MARÍA JULIA RATIFICÓ LA DENUNCIA POR DESVÍO DE FONDOS CONTRA SU EX CONTADOR
Vestida con un saco oscuro y un pantalón claro, la ex polifuncionaria menemista María Julia Alsogaray ratificó hoy en juicio oral la denuncia contra su ex contador Ernesto Mario Furlone por el desvío más de 150 mil pesos que ella le había entregado para pagar impuestos a la DGI en los años 1991 y 1992.
Al declarar como querellante ante el tribunal oral número uno, María Julia -detenida desde agosto del año pasado y condenada recientemente por enriquecimiento ilícito dijo que personalmente o a través de colaboradores le entregaba dinero a Furlone para el pago de los impuestos.
María Julia aseguró haber conocido a Furlone a mediados de los años 80 a través de su padre, Alvaro, quien hoy cumple 91 años de edad. A principios de los 90 le encargó que administrara su situación impositiva, y para ello recordó haberle entregado en al menos tres oportunidades fuertes sumas de dinero: 100.000, 50.000 y 40.000 pesos.

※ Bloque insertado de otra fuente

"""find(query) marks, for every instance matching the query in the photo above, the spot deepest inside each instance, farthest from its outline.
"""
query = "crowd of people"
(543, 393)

Esos pagos eran asentados en una “libreta de almacenero”, que la ex funcionaria nunca aportó a la Justicia pues quería evitar que trascendieran sus gastos particulares.
Afemás, María Julia explicó que había delegado en Furlone su contabilidad porque por aquellos tiempos “estaba como en una nebulosa”, como consecuencia de sus múltiples tareas en el gobierno de Carlos Menem y su divorcio de su marido, Francisco Erize.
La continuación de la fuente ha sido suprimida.